Билл повертел его в руках, удивляясь, как письмецо с таким ненадежным указанием адресата нашло его в городе, и разорвал конверт.

Собственно, это было не письмо, а записка в четвертушку почтового листа.

«Мистер О. Генри, — прочитал Билл, похрустывая ломтиками жареного хлеба. — Если вы — Вильям Элжернон Портер из Гринсборо, ответьте мне. Я вас помню. Я вас никогда не могла забыть…»

Задетый вздрогнувшей рукой стакан с кофе гранатой взорвался на полу, обдав ноги горячим. Носком ботинка, не глядя, Билл отшвырнул осколки в угол комнаты и еще раз перечитал эти строки. А потом еще и еще. Он рассматривал незнакомый почерк, то придвигая записку к самым глазам, то отводя ее в сторону, и в груди у него тревожно замирало, а перед глазами вставало такое далекое, почти забытое, что становилось страшно:

… лунные ночи в Гринсборо.

… жгучие переборы гитарных струн.

… росистые запущенные сады.

… проповеди преподобного Сизерса.

… и сосновые скамьи в небогатой церкви, и тоненькая девушка в белом воскресном платье, которая сидела прямо и строго рядом со своей матерью, и шелестящие кукурузные поля, и белые облака, и оглушительный треск цикад, и загорелый до черноты Том Тат в широченных, держащихся на одной лямке штанах, и имя всему этому было — юность.

И потом еще один вечер, последний вечер перед отъездом в заманчивый далекий Техас.

На ней было платье с короткими рукавами, на голове шляпка из белой соломки с лентами, завязанными под подбородком, на ногах парусиновые туфли с пуговками, а кругом — синий прозрачный вечер, кусты чертополоха на заднем дворе, тележное колесо, утонувшее в траве, и шепот:

Т-ы обиделась?

— Да! — сказала она. — Да! Да! Для чего мы все это начали? Для чего?

— Ты мне не веришь?

Она горько усмехнулась, отведя глаза в сторону.

— Доктор Холл говорит, что через год все у меня будет в порядке. Техас…



— Не нужно было начинать! — крикнула она и заплакала. — Не нужно было носить цветы. Петь под окнами. Находить молитвенник. Не нужно было встречаться!

Он обнял ее за плечи. Осторожно, точно цветок, который боялся помять.

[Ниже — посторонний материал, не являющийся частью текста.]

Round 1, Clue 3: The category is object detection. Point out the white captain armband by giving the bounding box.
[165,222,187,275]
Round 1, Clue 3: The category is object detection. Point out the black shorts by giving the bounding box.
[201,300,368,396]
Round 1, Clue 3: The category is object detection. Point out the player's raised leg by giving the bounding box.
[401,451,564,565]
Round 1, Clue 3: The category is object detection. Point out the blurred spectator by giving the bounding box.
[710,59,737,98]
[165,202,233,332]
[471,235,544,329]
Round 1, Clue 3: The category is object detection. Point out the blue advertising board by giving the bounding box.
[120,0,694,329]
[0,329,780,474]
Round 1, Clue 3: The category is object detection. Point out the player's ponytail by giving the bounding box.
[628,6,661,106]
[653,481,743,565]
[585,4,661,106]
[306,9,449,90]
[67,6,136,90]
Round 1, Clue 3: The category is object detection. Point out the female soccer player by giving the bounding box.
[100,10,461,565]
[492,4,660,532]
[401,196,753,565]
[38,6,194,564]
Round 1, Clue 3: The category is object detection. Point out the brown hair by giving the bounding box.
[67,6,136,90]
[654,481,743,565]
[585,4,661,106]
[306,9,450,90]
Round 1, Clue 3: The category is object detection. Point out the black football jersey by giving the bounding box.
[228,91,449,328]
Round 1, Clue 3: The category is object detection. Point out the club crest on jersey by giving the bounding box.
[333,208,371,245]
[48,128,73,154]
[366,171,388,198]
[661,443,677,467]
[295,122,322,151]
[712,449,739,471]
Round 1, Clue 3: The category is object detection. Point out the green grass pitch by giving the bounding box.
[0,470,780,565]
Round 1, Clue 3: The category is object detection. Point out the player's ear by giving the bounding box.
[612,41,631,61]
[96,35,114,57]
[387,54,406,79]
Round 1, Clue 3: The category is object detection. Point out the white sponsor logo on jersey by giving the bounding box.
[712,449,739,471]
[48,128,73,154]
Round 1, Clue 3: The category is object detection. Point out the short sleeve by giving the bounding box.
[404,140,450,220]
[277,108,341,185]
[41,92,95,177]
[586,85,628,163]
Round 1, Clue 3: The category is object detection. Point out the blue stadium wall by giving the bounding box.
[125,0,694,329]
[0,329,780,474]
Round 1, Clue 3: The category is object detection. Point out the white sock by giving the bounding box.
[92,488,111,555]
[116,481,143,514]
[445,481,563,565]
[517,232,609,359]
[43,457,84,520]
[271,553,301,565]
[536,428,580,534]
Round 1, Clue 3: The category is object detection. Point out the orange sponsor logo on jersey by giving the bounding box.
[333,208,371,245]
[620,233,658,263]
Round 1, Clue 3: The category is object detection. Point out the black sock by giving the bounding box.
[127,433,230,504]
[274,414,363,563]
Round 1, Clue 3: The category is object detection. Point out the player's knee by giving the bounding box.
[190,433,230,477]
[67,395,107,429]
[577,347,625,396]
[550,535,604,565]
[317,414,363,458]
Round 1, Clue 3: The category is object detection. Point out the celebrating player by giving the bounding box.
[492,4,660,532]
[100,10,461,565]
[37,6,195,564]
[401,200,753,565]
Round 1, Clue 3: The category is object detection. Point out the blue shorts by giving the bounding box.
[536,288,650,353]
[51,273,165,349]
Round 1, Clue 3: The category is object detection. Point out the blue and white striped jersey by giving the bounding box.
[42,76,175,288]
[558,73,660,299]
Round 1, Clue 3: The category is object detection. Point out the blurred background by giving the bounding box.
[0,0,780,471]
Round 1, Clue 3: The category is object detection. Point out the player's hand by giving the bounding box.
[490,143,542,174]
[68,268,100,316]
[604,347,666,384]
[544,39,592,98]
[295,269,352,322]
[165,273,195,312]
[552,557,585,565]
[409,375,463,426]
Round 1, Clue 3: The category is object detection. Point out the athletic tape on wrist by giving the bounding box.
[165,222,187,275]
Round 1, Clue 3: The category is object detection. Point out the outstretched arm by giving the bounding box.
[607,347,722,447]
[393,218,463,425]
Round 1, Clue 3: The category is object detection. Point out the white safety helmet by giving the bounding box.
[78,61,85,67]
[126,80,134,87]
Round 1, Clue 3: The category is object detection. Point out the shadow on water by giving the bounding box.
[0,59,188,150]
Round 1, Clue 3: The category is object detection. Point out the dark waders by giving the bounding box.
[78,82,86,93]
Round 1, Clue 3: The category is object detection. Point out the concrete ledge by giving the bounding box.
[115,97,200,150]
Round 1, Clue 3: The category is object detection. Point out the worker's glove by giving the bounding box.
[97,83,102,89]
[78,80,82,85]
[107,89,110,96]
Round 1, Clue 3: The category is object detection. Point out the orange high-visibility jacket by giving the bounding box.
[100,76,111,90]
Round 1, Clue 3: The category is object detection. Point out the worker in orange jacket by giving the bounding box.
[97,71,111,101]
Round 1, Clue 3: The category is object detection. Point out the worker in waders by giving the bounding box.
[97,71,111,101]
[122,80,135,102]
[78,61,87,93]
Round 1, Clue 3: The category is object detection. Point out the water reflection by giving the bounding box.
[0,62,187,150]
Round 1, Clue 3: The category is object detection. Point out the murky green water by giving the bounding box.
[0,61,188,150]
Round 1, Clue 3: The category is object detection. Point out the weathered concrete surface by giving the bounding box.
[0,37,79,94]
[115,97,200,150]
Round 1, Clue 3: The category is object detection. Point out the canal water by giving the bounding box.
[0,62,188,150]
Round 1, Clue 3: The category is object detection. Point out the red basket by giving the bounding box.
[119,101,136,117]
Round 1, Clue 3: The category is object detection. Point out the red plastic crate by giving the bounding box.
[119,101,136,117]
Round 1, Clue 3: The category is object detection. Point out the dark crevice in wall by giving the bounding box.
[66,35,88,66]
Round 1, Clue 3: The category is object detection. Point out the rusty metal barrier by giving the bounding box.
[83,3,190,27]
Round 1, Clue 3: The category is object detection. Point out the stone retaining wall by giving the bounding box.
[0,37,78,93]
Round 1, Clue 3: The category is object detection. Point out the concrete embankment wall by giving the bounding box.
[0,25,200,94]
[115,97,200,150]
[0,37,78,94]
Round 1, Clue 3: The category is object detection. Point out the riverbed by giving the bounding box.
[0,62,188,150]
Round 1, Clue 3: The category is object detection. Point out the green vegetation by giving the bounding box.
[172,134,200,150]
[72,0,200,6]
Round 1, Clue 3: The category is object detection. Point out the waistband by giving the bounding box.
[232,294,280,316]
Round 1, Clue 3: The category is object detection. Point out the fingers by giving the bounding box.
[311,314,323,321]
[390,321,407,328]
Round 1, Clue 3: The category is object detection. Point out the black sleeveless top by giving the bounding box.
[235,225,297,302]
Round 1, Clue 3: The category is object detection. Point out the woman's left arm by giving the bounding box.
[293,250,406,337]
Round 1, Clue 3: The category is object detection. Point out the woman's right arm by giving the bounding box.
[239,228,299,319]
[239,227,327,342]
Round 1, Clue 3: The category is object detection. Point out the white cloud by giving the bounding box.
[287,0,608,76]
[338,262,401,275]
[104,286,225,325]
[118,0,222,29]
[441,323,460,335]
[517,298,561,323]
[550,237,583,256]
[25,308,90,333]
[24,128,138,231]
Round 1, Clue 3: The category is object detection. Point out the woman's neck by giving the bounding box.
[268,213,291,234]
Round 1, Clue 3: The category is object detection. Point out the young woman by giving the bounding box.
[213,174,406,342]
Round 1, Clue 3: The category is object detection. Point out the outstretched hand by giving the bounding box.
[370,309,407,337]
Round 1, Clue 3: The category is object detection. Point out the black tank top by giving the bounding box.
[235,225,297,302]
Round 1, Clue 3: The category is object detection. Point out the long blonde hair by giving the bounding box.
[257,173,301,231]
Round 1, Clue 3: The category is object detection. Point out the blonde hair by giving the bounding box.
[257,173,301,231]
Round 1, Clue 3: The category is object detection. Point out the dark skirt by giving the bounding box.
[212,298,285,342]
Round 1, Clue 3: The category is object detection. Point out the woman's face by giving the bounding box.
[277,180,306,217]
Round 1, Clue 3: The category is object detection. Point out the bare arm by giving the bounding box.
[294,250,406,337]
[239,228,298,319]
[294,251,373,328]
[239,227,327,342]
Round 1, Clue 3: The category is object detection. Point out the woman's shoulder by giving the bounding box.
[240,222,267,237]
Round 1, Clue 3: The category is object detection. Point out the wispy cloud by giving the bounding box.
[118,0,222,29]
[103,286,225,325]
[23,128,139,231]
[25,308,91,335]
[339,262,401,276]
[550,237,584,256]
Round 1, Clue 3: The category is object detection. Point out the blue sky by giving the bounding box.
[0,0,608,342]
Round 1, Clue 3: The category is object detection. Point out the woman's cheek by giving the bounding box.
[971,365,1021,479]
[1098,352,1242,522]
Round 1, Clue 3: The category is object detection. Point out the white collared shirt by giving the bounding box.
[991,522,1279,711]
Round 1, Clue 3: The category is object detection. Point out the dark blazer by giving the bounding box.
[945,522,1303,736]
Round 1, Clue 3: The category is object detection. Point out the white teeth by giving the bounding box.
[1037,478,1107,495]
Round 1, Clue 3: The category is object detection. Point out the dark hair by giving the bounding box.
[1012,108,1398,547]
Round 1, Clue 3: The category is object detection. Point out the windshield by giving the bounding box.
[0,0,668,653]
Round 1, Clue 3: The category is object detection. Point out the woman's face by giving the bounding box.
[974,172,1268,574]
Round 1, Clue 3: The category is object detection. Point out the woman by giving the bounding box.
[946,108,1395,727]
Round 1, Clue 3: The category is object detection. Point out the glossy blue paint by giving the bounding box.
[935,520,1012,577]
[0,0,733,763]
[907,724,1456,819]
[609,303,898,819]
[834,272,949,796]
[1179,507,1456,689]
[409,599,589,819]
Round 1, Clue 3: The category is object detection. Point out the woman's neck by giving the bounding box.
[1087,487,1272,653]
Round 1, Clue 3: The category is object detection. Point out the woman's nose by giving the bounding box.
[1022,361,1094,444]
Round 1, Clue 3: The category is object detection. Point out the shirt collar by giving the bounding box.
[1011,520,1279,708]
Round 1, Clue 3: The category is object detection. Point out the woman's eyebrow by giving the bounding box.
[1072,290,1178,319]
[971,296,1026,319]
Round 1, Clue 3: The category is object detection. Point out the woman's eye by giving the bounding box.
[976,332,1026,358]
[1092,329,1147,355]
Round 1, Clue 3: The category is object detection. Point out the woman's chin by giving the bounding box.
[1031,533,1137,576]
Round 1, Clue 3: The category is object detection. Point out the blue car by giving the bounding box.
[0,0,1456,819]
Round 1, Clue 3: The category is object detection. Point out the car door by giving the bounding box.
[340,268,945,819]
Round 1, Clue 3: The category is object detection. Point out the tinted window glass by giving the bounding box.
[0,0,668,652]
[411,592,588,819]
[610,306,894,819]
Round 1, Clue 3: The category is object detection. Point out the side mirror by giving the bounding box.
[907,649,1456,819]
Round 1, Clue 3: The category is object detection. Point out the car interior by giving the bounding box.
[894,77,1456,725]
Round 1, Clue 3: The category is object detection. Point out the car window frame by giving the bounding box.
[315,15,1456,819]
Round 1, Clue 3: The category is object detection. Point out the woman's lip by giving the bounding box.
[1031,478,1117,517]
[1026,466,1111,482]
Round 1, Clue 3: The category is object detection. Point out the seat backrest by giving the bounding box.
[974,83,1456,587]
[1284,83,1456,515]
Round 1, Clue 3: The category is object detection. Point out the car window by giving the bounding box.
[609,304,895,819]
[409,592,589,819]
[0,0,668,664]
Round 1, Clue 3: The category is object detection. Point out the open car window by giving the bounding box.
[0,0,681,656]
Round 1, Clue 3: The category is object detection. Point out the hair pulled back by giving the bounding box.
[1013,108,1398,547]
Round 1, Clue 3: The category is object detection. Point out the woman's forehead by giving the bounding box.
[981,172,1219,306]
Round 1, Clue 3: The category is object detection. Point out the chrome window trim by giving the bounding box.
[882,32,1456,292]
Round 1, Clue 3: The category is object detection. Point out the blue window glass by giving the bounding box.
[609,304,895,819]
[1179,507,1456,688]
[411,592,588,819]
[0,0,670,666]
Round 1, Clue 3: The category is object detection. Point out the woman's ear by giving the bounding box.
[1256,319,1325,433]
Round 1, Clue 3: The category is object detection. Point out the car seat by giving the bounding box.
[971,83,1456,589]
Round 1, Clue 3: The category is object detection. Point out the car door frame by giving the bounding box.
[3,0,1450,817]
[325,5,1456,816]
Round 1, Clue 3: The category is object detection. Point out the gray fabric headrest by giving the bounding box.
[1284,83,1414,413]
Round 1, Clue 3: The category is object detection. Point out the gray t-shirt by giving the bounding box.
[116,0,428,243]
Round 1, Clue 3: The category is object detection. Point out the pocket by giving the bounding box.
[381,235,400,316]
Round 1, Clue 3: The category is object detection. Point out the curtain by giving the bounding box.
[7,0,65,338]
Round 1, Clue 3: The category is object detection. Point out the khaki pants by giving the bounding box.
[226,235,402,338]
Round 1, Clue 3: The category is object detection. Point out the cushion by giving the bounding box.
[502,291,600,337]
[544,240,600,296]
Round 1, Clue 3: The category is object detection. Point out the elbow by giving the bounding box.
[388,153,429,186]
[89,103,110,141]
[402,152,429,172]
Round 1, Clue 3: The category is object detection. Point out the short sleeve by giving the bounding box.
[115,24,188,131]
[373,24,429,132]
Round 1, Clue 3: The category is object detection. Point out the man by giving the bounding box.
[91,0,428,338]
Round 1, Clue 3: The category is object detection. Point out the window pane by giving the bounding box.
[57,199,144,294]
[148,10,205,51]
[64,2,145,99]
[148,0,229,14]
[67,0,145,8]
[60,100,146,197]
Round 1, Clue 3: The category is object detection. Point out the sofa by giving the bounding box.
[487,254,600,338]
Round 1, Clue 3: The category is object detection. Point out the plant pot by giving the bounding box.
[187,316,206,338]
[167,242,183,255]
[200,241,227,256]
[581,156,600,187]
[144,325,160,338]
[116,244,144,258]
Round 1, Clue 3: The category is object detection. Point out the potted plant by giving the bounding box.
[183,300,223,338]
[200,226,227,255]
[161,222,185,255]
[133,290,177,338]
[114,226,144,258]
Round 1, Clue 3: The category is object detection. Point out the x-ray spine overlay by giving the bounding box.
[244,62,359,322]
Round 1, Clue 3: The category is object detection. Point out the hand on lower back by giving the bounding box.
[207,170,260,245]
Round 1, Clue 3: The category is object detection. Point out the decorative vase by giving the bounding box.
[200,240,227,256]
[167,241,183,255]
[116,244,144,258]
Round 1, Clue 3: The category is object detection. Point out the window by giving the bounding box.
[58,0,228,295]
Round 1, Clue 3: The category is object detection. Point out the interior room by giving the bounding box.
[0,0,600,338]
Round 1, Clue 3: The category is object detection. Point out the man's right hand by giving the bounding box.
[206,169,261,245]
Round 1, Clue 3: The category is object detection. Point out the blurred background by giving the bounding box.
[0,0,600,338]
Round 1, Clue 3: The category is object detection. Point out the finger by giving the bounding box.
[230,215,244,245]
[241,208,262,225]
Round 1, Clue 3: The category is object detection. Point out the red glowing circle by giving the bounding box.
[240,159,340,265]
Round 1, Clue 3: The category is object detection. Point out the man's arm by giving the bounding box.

— Билли… Не слушай меня… Не обращай внимания…Я не знаю, что говорю… Я глупая… Поезжай, куда хочешь… В Луизиану, в Техас, в Арканзас… Где тебе будет хорошо. Я буду тебя ждать всегда.

— Я буду писать тебе, Сэлли. Каждую неделю по письму.

— Я буду ждать…

… Он написал только одно письмо.

Два года на ранчо. Два года в Остине. Хайлер, Эдмондсон, Андерсон, Атол. Банк. Газета. Еще раз Атол. Три тысячи под расписку. Ревизор. Поезд Хьюстон — Остин. Страх. Новый Орлеан. Гондурас. Ананасы, бананы, корабли, президенты. Эль Дженнингс в черном блестящем сомбреро. Выстрелы на мексиканском балу. Мрачная аптека в Колумбусе. «Освежите этого парня!» Билли Рэйдлер. Доктор Уиллард. Скрюченные пальцы Большого Джо на полу морга…

Время шло, как степной пожар.

Нью-Йорк — Багдад, Рим, Вавилон современного мира. Ущелья Манхэттена, особняки Пятой авеню, «Круг сатаны». Больные оспой дома Бронкса, ночлежки Бауэри…

И этот конверт с диким адресом, нашедший его в богом забытом отеле «Каледония»… Сколько прошло лет? Двадцать четыре… нет, уже двадцать пять. Двадцать пят лет!

Он взглянул на конверт. Письмо отправлено из Эшвилла. Значит, Сэлли уже не живет в Гринсборо. В Эшвилле, помнится, у нее были какие-то родственники…

В этот день он не написал ни строки.

Весной 1906 года Мак-Клюр и Филиппе выпустили первый сборник его рассказов «Четыре миллиона».

Книга была одобрена критикой. Писали, что в Нью-Йорке расцвел новый, необычный талант, достойный этого города, что «в своих рассказах, в схеме их построения, в широте и смелости воображения, в богатейшем языке О. Генри такой же пионер, как те, что осваивали долины и леса Дальнего Запада». «В области короткого рассказа О. Генри произвел такую же революцию, какую в свое время сделал в нашей литературе Эдгар По. Однако эти писатели стоят на двух противоположных полюсах. Если у По ужас и отчаянье возведены до степени мировоззрения, то мировоззрение О. Генри — оптимизм и бесконечная вера в людей». «Сравнение с Эдгаром По бессмысленно, — говорилось в другой статье. — Его вообще ни с кем нельзя сравнивать. Если фантастика Эдгара По идет от потустороннего, то фантастика О. Генри — это сама жизнь». «Его новеллы — мифология огромного капиталистического города, мозаичная эпопея будничного бытия «четырех миллионов».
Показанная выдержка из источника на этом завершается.